Property Owner Has Duty to Warn of Hazards on Adjacent Property

By Sam K. Abdulaziz

The California Supreme Court recently decided a case that could have a wide impact on many property owners in California. It is not uncommon for there to be a strip of land either bordering the street or the side of one's property. A property owner may maintain that strip him or herself if he or she is not happy with the way the other property owner cares for that strip.

In the case of Alcaraz vs. Vece, a tenant tripped over a poorly maintained water meter box located on a 2-ft.-wide strip of land bordering the landlord's property. The tenant broke his leg and sued the landlord for failing to warn him of that hazard. The landlord neither owned that strip of land nor did anything to maintain the utility boxes. However, being a good neighbor, the landlord did mow the grass on the strip of land. The Court held that a property owner who exercised control over another's property may be liable to persons injured on the other's property if he fails to warn those persons of known hazards.

The Court examined the control that the owner exercised over the neighbor's piece of land. In this case, the strip of land was actually owned by the city. The city owned a 10-ft.-wide strip of land, including a grassy strip on one side of the sidewalk, and the 2-ft.-wide portion on the other side of the sidewalk, which bordered the landlord's property.

If one looked at the lawn, it was not apparent that there was any difference in ownership between the landlord's land, and the 2-ft.-wide strip that was owned by the city. In looking at the control exercised by the landlord, the Court placed a great deal of importance on the fact that the landlord maintained the entire lawn in front of the apartment building, including the entire portion of the lawn that was owned by the city. There was proof that the landlord had previous knowledge that the covers on these utility boxes had sometimes been broken, and the landlord had warned some tenants of that problem.

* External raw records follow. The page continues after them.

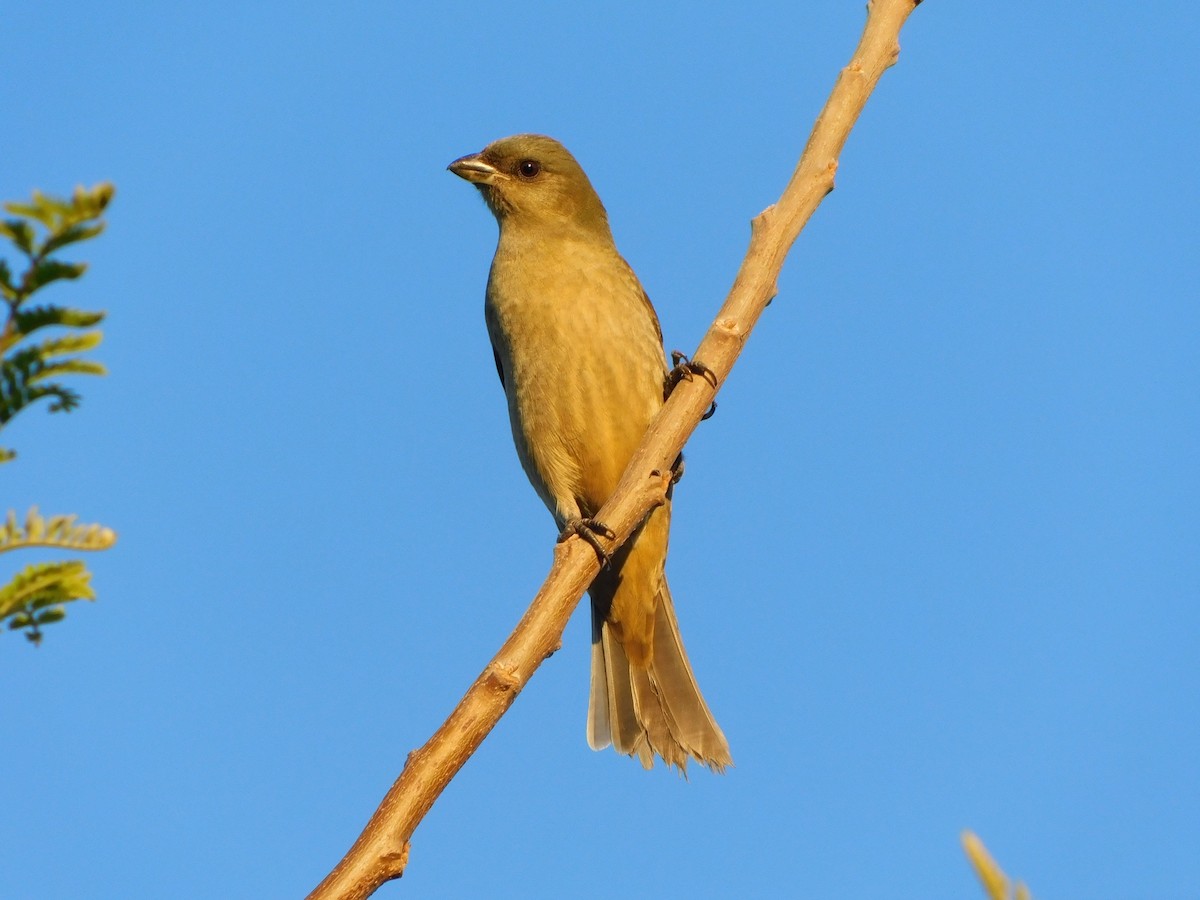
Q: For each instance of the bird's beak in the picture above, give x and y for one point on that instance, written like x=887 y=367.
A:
x=474 y=169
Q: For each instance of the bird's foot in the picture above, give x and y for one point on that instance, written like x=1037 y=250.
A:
x=588 y=529
x=684 y=371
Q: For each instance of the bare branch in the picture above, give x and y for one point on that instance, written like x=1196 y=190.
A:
x=381 y=851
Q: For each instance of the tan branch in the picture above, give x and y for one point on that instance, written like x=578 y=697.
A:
x=381 y=851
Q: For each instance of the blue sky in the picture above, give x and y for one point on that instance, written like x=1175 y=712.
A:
x=935 y=557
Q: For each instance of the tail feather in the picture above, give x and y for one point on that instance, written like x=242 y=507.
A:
x=654 y=709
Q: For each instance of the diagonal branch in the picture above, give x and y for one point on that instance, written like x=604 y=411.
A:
x=381 y=851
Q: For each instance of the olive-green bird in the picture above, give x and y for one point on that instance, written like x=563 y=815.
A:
x=580 y=354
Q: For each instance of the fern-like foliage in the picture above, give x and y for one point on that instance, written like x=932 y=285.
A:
x=35 y=598
x=29 y=372
x=995 y=883
x=54 y=532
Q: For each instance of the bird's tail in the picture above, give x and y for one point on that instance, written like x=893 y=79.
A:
x=652 y=709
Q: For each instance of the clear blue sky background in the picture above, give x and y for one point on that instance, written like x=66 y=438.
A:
x=935 y=556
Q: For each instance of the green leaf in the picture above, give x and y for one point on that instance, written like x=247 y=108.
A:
x=19 y=233
x=35 y=317
x=51 y=270
x=72 y=234
x=43 y=583
x=24 y=372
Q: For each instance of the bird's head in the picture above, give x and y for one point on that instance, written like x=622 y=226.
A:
x=534 y=180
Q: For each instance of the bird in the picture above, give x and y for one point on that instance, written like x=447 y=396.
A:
x=579 y=349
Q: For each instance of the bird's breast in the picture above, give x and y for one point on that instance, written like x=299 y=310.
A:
x=582 y=365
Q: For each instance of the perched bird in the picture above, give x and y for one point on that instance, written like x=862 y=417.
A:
x=579 y=349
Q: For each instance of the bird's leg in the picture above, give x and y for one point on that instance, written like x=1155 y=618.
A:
x=588 y=529
x=684 y=371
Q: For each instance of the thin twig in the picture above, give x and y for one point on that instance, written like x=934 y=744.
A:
x=381 y=851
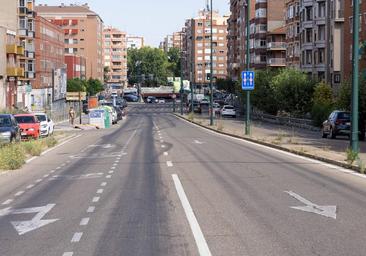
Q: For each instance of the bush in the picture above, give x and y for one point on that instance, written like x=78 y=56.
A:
x=12 y=157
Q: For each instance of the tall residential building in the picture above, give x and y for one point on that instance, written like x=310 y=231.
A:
x=135 y=42
x=26 y=35
x=10 y=52
x=83 y=30
x=49 y=51
x=292 y=20
x=267 y=48
x=115 y=55
x=236 y=37
x=197 y=47
x=321 y=27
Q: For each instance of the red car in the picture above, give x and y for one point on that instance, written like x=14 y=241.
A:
x=29 y=126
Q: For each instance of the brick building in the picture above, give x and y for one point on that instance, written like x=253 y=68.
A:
x=83 y=30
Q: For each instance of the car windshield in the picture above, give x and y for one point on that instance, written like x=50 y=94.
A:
x=5 y=122
x=41 y=118
x=344 y=115
x=25 y=119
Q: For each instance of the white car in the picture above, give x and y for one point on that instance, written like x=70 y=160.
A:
x=228 y=110
x=46 y=124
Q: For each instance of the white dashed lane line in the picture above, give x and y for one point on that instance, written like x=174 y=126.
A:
x=77 y=237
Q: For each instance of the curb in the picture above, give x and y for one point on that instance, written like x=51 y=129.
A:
x=299 y=153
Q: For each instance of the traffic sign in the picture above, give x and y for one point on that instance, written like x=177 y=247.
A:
x=247 y=80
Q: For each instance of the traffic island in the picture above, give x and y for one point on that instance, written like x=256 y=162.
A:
x=282 y=141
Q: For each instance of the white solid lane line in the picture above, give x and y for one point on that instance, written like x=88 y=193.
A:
x=19 y=193
x=76 y=238
x=193 y=223
x=7 y=202
x=91 y=209
x=84 y=221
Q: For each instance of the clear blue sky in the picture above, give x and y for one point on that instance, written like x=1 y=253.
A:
x=152 y=19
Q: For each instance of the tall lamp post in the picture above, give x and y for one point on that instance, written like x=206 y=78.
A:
x=247 y=119
x=355 y=80
x=211 y=67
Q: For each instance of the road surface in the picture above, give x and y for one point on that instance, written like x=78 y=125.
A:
x=156 y=185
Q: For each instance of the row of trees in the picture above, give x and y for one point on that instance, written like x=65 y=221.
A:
x=152 y=66
x=291 y=92
x=91 y=86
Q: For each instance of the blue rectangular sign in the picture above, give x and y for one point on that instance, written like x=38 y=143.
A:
x=247 y=80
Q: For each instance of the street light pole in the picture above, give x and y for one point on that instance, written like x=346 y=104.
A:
x=211 y=68
x=355 y=80
x=247 y=120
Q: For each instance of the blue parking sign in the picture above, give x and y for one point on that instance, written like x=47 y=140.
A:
x=247 y=80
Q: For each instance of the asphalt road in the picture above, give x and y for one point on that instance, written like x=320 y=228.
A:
x=156 y=185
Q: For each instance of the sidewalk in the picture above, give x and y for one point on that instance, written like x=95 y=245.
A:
x=301 y=140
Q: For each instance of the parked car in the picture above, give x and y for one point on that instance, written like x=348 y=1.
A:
x=339 y=123
x=47 y=125
x=228 y=110
x=9 y=129
x=29 y=126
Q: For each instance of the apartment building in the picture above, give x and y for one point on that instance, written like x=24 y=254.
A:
x=236 y=37
x=321 y=29
x=75 y=66
x=26 y=37
x=10 y=53
x=83 y=31
x=115 y=55
x=135 y=42
x=49 y=51
x=292 y=20
x=198 y=47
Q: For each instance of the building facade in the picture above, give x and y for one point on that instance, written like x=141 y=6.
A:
x=49 y=51
x=197 y=48
x=135 y=42
x=83 y=31
x=115 y=55
x=321 y=33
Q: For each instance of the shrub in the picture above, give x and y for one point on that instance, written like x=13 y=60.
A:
x=12 y=157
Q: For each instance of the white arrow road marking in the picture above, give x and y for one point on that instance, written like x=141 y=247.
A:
x=329 y=211
x=23 y=227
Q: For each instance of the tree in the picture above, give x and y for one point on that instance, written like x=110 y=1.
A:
x=94 y=86
x=293 y=91
x=151 y=62
x=76 y=85
x=322 y=103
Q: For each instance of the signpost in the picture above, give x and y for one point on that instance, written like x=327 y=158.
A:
x=247 y=85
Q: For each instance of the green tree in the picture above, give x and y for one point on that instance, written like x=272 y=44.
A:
x=94 y=86
x=151 y=62
x=76 y=85
x=322 y=103
x=293 y=90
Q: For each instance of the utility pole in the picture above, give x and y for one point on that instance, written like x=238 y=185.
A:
x=355 y=80
x=247 y=119
x=211 y=68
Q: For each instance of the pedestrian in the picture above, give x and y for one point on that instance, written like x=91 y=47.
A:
x=72 y=116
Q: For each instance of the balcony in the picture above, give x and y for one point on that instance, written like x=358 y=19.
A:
x=276 y=46
x=15 y=72
x=276 y=62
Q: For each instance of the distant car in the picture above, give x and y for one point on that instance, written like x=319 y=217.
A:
x=150 y=99
x=9 y=129
x=339 y=123
x=29 y=126
x=228 y=110
x=46 y=124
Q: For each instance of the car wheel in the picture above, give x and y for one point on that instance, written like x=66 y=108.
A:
x=332 y=134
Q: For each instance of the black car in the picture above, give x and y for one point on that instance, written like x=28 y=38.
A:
x=339 y=123
x=9 y=129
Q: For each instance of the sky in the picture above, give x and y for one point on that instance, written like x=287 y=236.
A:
x=152 y=19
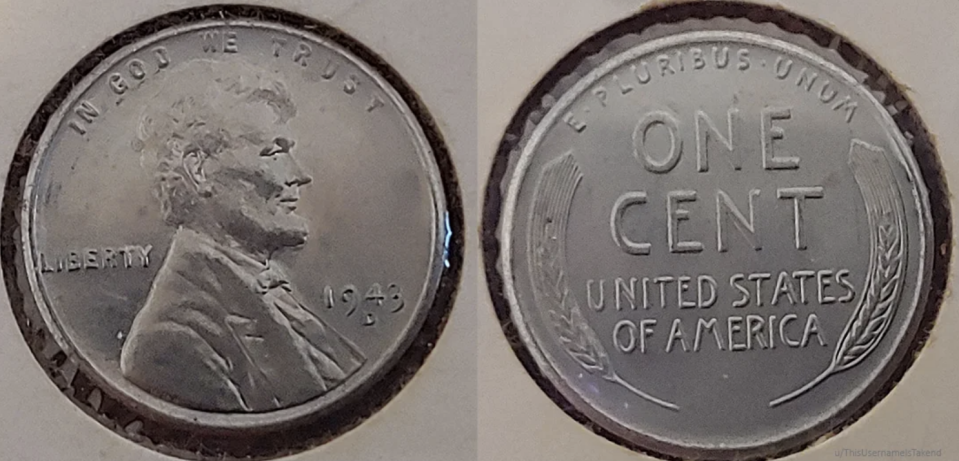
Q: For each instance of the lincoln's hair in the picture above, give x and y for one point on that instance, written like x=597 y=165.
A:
x=199 y=108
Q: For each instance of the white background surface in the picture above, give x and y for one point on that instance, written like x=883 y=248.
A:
x=431 y=44
x=916 y=41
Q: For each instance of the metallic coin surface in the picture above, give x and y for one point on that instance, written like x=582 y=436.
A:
x=714 y=238
x=234 y=224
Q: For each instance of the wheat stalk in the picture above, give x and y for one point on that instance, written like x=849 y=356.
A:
x=873 y=315
x=551 y=201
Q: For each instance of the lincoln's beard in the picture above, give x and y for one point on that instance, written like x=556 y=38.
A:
x=266 y=234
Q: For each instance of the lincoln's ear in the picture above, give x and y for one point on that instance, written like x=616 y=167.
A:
x=194 y=168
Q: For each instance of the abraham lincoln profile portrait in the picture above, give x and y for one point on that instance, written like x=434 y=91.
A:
x=222 y=328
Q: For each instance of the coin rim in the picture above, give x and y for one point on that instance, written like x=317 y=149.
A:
x=551 y=381
x=320 y=405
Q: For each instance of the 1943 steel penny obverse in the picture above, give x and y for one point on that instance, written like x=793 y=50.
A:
x=234 y=224
x=713 y=239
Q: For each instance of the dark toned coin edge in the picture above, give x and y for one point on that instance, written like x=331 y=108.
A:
x=192 y=442
x=541 y=98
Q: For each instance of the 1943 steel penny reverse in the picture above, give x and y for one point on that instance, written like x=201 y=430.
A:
x=234 y=224
x=713 y=239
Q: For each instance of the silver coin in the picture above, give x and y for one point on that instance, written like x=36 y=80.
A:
x=714 y=239
x=234 y=224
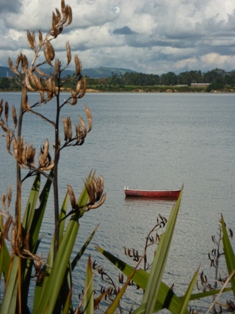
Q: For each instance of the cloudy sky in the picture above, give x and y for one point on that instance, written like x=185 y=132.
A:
x=152 y=36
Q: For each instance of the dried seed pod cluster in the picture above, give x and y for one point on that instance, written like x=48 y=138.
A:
x=80 y=129
x=95 y=189
x=44 y=158
x=60 y=18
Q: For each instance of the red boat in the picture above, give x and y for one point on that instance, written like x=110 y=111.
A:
x=160 y=194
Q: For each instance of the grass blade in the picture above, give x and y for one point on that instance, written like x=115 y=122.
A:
x=88 y=303
x=160 y=259
x=166 y=298
x=229 y=254
x=80 y=253
x=186 y=298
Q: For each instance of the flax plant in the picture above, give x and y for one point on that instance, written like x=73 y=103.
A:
x=22 y=262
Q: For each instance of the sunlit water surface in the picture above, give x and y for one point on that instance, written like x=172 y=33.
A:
x=149 y=141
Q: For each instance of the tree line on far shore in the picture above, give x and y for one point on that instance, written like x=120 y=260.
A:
x=217 y=78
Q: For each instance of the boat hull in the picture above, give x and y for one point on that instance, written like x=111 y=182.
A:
x=160 y=194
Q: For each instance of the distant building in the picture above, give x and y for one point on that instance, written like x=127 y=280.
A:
x=200 y=84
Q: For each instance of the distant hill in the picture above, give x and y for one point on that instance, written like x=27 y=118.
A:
x=101 y=72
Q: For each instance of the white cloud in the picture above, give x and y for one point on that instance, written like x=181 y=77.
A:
x=156 y=35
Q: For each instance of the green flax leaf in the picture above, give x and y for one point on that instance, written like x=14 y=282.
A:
x=229 y=254
x=160 y=259
x=166 y=297
x=88 y=304
x=186 y=298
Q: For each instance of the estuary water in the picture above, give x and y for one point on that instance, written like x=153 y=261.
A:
x=146 y=141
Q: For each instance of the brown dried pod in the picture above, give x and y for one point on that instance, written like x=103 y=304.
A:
x=89 y=118
x=41 y=96
x=78 y=87
x=30 y=155
x=1 y=108
x=58 y=15
x=56 y=68
x=40 y=37
x=33 y=79
x=97 y=205
x=78 y=65
x=15 y=148
x=3 y=126
x=9 y=196
x=18 y=60
x=39 y=71
x=6 y=110
x=69 y=15
x=4 y=201
x=13 y=238
x=68 y=50
x=12 y=67
x=82 y=123
x=62 y=5
x=74 y=101
x=28 y=83
x=7 y=227
x=25 y=103
x=8 y=141
x=24 y=64
x=24 y=154
x=31 y=40
x=83 y=92
x=65 y=128
x=69 y=129
x=14 y=116
x=72 y=197
x=49 y=52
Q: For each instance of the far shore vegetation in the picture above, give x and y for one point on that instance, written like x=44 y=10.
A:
x=216 y=80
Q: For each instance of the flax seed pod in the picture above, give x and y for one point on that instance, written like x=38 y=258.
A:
x=33 y=78
x=40 y=37
x=56 y=68
x=46 y=151
x=72 y=197
x=58 y=15
x=68 y=53
x=65 y=128
x=78 y=65
x=13 y=238
x=25 y=103
x=6 y=111
x=15 y=149
x=39 y=71
x=18 y=60
x=41 y=96
x=4 y=201
x=83 y=92
x=9 y=196
x=49 y=52
x=31 y=40
x=89 y=118
x=78 y=87
x=12 y=66
x=69 y=126
x=24 y=64
x=1 y=108
x=14 y=116
x=69 y=15
x=82 y=123
x=24 y=154
x=8 y=141
x=28 y=83
x=30 y=155
x=7 y=227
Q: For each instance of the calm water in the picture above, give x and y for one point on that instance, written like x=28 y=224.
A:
x=150 y=141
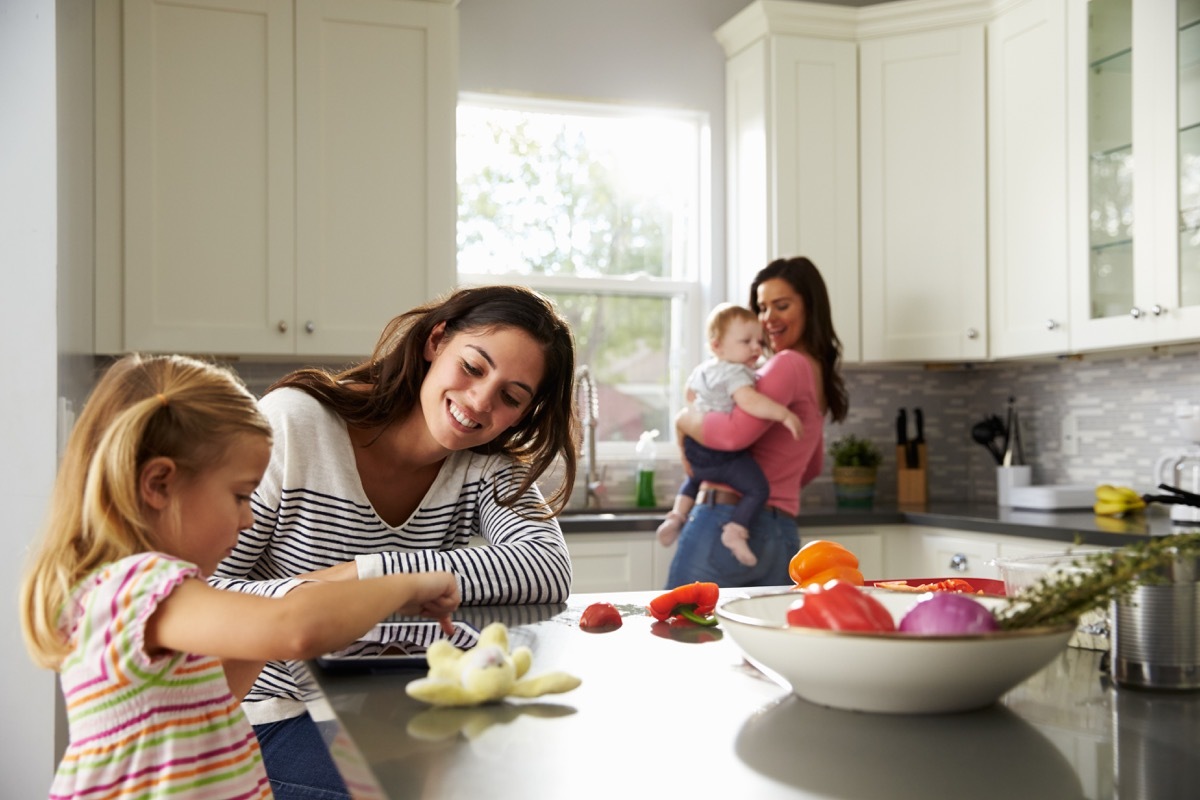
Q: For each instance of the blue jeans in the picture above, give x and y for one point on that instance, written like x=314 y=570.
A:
x=298 y=761
x=700 y=555
x=736 y=468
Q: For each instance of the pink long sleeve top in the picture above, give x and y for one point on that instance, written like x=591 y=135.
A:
x=787 y=463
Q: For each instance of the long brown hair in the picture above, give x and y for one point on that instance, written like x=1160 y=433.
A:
x=142 y=408
x=820 y=340
x=397 y=367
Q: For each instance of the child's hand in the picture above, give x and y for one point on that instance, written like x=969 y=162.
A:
x=792 y=423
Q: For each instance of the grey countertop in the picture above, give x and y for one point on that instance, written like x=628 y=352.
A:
x=661 y=716
x=1065 y=525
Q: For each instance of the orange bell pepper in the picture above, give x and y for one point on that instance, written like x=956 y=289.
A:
x=821 y=560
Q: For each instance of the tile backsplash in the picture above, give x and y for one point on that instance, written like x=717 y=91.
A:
x=1122 y=408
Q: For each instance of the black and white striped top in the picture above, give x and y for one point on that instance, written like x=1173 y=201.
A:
x=311 y=512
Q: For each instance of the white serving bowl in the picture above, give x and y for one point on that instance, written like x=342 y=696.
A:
x=887 y=673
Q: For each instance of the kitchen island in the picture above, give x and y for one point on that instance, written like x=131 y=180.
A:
x=667 y=714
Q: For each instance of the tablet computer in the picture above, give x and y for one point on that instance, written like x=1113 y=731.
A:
x=397 y=645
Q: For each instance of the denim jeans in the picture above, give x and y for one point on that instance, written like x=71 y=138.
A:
x=736 y=468
x=700 y=554
x=298 y=761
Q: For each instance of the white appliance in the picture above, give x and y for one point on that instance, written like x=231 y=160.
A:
x=1182 y=469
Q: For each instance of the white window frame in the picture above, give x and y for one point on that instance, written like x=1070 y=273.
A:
x=687 y=346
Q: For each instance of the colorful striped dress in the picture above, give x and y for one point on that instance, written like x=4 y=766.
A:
x=141 y=727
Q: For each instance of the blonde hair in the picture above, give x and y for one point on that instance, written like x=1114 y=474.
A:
x=723 y=316
x=142 y=408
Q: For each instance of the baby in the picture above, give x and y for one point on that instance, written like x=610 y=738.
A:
x=720 y=383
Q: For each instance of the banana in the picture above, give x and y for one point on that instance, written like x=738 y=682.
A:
x=1109 y=493
x=1109 y=507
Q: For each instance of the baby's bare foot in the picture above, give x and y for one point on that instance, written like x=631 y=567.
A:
x=669 y=531
x=736 y=537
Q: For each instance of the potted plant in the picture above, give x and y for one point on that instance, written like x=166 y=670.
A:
x=856 y=462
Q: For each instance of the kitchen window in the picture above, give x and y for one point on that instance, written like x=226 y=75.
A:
x=600 y=208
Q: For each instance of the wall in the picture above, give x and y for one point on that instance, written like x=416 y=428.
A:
x=28 y=232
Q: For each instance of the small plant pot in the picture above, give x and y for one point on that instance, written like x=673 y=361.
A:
x=855 y=486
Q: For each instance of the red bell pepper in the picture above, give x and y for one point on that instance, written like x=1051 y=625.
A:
x=839 y=606
x=694 y=601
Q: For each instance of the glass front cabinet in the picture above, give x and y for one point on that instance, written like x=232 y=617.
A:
x=1134 y=71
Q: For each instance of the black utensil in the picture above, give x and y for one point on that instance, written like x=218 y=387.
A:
x=984 y=433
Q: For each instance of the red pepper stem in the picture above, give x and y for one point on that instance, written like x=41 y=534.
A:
x=688 y=612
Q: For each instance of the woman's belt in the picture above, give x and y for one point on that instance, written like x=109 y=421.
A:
x=724 y=497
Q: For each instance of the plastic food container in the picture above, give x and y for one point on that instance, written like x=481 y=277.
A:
x=1093 y=631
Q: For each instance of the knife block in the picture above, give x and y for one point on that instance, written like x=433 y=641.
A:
x=912 y=485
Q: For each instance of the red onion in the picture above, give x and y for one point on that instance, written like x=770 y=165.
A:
x=947 y=614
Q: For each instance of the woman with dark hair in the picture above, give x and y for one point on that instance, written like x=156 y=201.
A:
x=792 y=304
x=393 y=464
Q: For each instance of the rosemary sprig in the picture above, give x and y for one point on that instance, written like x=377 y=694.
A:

The Court raised the following hypothetical to try to explain its reasoning in establishing potential liability to the landlord in this case:

“If a live power transmission line falls, creating a hazard, the possessor of the property on which the power line has fallen, who knows of that hazard, cannot escape liability for injuries to persons who enter the land and encounter the power lines simply because the land possessor does not own the power line and lacks the authority to disconnect the line or remove it. A possessor of land who knows of the hazard would have a duty to erect a barrier or warn persons entering the land of danger, whether or not the possessor of the land has the authority to eliminate the hazard.”

Therefore, when you become a good neighbor, and maintain a strip of land owned by the city or a strip of land bordering your property where your neighbor may be haphazard in his or her maintenance of the property, you may become liable for injuries to others. If you know of a hazard on that property, you should take whatever steps are reasonably necessary to either warn persons of that hazard, or remove the hazard. As an example, the landowner should have called the city immediately.